—Me fijaré a partir de ahora.
—Cuando el camarero entraba los dos nos callábamos, esperábamos a que nos cambiara el plato y una vez que cerraba la puerta volvíamos a lo nuestro. Total, que me decidí a preguntarle por el levantamiento de pecho.
—Ah, Dios mío, qué obsesión. Estás mal de la cabeza. Tienes las tetas que tienes que tener.
—Ah, no, no voy entrar a discutir sobre eso. El asunto es que él me mira fijamente y me dice, «Pero ¿por qué no te gustan tus pechos?». Y yo le contesto: «Me gustaban, me gustaban mucho, pero tuve un hijo con veintiún años y me deprime pensar que desde tan joven he dejado de verlos como eran. Mis pechos estaban aquí» —me señalé la parte alta del torso—. «Pero unos pechos con caída pueden ser bonitos», me dijo; «no hay pechos que no se caigan después de la maternidad y la cicatriz de levantarlos es una T invertida, se ve, no se puede disimular.»
—O sea, que el viejo no era un idiota.
—No, no, no era un idiota, en absoluto. Pero le insistí, le dije que probablemente si tienes un hijo a los treinta aceptas más el cambio, pero no tan pronto, cuando todas mis compañeras tienen aún los pechos en su sitio porque nadie ha tenido hijos.
—Total, que se ofreció a operarte gratis.
—No, no, ¡si hubiera sido sólo eso! Me dice: «No puedo darle mi opinión si no los veo.» Y yo, «ya». Y se hace un silencio. El camarero entró, sirvió más vino y se largó. Entonces, va y me dice: «Puede usted (porque nos llamamos todo el tiempo de usted), puede usted venir a mi clínica en Barcelona que yo le recibiré encantado, pero podría evitarse el viaje si me los enseña aquí. Les echo un vistazo y le digo si esos pechos están para una operación.»

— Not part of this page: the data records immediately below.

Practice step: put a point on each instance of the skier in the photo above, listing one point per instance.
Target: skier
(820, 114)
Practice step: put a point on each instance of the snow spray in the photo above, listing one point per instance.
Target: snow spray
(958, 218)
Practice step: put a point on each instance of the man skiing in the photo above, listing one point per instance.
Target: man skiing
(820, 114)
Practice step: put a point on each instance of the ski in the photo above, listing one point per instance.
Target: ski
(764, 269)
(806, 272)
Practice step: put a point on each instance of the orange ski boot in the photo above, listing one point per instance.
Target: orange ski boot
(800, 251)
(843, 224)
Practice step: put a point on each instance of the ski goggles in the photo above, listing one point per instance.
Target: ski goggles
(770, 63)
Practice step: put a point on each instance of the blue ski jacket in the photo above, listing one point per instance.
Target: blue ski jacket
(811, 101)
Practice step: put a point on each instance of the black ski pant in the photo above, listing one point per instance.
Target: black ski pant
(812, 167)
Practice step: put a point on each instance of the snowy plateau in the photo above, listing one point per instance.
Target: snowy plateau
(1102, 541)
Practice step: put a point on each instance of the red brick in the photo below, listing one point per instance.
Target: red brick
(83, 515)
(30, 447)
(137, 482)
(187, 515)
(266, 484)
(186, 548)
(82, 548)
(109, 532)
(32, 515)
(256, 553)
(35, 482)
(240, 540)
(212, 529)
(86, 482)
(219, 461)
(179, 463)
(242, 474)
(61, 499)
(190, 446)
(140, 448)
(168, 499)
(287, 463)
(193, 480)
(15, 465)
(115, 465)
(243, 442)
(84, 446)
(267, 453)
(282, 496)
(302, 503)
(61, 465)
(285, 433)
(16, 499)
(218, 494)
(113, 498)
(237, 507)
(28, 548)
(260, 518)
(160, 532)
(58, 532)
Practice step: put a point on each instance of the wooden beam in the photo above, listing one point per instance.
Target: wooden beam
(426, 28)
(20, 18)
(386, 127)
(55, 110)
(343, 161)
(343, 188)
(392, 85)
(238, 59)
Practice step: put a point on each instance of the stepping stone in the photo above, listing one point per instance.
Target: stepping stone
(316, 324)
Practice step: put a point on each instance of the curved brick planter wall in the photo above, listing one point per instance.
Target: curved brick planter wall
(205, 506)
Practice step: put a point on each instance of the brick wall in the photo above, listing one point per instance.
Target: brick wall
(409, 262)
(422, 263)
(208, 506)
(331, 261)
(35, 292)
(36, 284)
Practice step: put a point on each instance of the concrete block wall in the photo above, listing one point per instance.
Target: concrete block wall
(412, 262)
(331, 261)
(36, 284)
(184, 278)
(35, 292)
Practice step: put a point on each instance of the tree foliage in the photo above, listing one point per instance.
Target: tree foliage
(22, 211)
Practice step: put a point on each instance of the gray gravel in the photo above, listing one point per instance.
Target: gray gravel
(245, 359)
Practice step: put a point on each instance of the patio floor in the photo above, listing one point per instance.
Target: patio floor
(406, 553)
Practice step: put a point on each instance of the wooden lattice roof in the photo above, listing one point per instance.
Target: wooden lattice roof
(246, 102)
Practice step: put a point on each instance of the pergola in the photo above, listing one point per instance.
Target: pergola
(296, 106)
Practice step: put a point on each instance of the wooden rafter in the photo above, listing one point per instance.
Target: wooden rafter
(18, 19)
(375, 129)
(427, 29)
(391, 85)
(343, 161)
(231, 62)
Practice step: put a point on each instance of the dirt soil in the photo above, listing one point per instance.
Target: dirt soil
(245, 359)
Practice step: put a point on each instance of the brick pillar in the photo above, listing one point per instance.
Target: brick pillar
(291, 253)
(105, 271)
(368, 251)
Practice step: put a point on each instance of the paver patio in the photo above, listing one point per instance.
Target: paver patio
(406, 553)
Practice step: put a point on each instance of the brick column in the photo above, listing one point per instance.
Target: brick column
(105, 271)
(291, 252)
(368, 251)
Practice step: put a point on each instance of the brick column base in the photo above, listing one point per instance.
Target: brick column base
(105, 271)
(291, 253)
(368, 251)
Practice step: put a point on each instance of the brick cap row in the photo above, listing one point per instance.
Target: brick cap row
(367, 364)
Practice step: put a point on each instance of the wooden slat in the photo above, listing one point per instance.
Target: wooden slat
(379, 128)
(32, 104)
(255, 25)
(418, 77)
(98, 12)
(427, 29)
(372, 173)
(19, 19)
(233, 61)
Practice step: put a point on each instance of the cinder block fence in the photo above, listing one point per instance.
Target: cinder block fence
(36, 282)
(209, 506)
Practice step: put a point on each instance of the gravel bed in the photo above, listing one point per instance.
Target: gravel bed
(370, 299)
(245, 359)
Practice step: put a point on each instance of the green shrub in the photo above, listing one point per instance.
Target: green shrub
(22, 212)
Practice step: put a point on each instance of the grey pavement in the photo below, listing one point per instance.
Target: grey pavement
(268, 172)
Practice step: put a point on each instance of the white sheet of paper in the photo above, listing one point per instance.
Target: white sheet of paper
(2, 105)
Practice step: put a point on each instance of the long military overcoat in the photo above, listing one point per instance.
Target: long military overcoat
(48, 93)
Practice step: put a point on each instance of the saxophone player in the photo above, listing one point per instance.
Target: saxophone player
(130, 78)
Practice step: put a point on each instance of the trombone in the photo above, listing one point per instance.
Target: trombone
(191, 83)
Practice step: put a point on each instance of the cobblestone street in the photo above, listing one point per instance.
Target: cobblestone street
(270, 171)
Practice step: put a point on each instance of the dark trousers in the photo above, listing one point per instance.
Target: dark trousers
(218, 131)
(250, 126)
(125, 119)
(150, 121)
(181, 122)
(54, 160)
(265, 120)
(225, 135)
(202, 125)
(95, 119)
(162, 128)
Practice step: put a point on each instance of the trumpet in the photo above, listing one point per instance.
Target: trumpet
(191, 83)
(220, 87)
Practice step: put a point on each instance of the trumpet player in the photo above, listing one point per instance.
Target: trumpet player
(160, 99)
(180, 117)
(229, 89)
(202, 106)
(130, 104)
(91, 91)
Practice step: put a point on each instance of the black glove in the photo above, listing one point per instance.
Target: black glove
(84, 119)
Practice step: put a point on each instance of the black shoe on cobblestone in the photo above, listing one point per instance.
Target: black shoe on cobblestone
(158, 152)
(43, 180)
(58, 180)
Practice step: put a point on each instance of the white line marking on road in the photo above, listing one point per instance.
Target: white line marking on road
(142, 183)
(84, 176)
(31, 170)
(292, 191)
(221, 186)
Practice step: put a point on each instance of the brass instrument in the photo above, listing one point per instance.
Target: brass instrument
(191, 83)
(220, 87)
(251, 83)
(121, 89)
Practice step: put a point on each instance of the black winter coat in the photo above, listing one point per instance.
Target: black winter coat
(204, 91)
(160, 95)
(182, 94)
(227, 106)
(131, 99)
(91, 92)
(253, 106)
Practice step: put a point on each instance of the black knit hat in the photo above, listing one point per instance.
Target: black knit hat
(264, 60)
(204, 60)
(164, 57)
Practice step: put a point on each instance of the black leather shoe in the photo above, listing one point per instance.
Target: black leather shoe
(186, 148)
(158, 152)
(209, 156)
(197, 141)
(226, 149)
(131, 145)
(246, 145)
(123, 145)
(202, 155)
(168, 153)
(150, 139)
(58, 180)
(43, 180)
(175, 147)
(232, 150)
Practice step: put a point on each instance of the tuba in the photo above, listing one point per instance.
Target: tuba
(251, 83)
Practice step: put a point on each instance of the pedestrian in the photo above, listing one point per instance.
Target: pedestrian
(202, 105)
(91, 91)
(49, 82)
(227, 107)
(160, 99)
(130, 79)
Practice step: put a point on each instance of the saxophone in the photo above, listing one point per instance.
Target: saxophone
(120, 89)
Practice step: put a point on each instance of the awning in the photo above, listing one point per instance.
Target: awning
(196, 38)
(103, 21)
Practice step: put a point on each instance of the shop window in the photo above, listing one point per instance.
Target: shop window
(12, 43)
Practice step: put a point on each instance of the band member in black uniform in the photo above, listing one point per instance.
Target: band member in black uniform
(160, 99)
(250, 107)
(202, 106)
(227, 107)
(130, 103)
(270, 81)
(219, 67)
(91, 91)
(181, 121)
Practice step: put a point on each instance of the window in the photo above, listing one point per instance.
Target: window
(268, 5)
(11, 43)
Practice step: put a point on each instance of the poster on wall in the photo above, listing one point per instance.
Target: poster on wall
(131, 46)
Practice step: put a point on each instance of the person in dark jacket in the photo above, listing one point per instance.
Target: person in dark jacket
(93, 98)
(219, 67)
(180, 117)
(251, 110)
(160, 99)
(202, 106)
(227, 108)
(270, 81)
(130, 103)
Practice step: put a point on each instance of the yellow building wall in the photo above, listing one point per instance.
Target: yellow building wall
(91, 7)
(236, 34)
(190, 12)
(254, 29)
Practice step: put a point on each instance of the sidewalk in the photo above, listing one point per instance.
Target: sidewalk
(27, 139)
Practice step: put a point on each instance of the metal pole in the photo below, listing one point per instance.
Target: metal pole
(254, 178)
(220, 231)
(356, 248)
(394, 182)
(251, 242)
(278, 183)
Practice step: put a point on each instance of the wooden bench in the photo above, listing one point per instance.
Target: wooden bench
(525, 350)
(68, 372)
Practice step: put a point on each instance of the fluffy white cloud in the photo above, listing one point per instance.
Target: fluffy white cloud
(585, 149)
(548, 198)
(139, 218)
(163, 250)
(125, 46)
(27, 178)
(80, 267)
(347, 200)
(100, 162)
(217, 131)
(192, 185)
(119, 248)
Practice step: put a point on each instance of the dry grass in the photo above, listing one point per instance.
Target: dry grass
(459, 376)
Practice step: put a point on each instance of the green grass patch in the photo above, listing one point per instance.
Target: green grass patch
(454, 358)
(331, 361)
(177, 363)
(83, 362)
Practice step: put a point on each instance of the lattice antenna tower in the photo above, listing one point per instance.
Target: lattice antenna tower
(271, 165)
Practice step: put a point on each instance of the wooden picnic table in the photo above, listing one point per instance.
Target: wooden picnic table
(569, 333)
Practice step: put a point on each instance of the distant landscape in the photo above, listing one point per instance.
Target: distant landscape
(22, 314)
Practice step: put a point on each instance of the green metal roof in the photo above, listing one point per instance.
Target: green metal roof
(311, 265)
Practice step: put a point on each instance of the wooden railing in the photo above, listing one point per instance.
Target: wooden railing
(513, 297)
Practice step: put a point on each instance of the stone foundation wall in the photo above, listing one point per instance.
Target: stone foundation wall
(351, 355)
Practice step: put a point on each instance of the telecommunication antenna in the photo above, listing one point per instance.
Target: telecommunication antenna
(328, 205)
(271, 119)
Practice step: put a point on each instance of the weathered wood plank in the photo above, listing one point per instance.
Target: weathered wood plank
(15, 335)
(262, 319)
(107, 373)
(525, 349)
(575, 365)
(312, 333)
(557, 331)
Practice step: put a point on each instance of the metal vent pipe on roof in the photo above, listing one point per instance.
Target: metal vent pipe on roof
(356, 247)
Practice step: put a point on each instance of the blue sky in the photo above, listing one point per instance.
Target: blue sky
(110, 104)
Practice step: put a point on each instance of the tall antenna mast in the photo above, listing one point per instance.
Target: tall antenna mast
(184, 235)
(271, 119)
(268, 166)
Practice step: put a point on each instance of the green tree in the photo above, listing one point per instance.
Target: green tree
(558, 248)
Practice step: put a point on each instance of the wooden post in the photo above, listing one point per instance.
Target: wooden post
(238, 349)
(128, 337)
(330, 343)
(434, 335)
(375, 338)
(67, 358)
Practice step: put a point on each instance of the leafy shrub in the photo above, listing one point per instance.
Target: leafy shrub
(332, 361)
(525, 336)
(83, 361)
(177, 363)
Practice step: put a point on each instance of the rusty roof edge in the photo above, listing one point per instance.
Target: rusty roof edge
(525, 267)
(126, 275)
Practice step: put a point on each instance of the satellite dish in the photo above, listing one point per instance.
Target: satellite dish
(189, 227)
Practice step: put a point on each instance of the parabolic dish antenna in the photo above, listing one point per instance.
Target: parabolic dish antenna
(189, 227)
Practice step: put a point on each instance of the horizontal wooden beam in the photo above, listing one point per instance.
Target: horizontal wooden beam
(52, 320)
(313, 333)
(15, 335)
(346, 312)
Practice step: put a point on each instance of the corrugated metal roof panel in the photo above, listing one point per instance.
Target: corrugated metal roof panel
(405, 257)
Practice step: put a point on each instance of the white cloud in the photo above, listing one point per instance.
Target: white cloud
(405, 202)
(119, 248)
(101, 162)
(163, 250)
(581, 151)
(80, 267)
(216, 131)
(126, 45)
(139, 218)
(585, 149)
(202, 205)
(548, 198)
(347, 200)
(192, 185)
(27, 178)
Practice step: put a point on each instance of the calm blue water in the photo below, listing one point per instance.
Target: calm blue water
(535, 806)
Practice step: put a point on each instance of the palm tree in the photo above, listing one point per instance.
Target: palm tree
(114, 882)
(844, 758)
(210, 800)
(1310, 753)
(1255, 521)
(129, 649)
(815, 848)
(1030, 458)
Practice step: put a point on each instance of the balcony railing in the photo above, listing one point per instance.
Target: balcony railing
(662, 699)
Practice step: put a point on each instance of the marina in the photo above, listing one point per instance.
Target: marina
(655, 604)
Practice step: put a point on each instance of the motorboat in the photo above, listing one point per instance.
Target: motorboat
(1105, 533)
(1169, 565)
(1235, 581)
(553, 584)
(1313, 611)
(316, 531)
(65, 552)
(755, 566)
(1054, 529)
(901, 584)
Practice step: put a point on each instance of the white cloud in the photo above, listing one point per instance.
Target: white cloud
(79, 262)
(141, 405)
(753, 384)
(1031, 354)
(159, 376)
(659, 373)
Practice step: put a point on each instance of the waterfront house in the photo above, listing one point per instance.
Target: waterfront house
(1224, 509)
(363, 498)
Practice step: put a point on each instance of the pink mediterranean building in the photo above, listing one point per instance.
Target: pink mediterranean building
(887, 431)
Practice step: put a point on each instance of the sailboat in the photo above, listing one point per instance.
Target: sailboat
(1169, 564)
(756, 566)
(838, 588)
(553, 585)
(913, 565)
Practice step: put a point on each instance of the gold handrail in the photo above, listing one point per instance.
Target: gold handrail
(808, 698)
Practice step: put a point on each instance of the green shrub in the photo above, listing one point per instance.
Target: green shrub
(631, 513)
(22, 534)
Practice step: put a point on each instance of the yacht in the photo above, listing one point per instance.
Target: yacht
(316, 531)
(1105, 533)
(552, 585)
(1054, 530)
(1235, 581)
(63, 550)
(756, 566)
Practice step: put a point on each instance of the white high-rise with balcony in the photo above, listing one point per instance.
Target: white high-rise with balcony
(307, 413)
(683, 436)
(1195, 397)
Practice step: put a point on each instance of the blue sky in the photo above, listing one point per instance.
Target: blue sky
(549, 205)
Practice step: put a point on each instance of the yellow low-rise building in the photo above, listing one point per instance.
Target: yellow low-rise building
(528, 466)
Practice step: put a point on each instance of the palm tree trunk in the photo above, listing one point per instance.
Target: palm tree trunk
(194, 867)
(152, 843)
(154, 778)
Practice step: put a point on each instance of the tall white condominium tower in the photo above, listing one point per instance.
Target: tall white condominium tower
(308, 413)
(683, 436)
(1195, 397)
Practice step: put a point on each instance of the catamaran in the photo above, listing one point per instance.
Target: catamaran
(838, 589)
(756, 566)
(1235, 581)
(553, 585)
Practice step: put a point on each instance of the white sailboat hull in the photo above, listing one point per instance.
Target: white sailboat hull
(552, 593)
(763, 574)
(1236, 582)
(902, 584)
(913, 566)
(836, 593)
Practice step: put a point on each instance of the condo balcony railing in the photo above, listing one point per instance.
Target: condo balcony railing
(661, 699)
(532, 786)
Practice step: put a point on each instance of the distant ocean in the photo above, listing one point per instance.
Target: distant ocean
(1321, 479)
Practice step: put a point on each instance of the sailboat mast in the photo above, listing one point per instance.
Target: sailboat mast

—¡No! —Jabato se llevó las manos a la cabeza y empezó a reírse.
—¡Sí! Yo no supe decirle que no. Además, al fin y al cabo el hombre tenía razón: me ahorraba el viaje. Así que me levanté y fui hacia él. Él se levantó muy despacio, con torpeza, y se colocó frente a mí, muy cerca. Yo me desabotoné la blusa, me desabroché el sujetador y dejé las tetas al aire, sin saber muy bien adónde mirar. Entonces… —no podía contenerme la risa nerviosa, Jabato se reía también con las manos tapándose la boca—… levanta las manos y me coge los pechos como si los estuviera pesando y los balancea con las manos apretándolos ligeramente, estudiando, qué sé yo, su firmeza: como si tuviera en las manos dos manzanas. Y va y cierra los ojos. Yo miraba a la puerta, pensaba, como este hombre tarde mucho en dar un diagnóstico va a entrar el camarero. De pronto, abrió los ojos, me miró y dice: «No se los opere, por Dios, sus pechos tienen vida y personalidad, por qué quiere arrebatárselas, a mí me gustan así.»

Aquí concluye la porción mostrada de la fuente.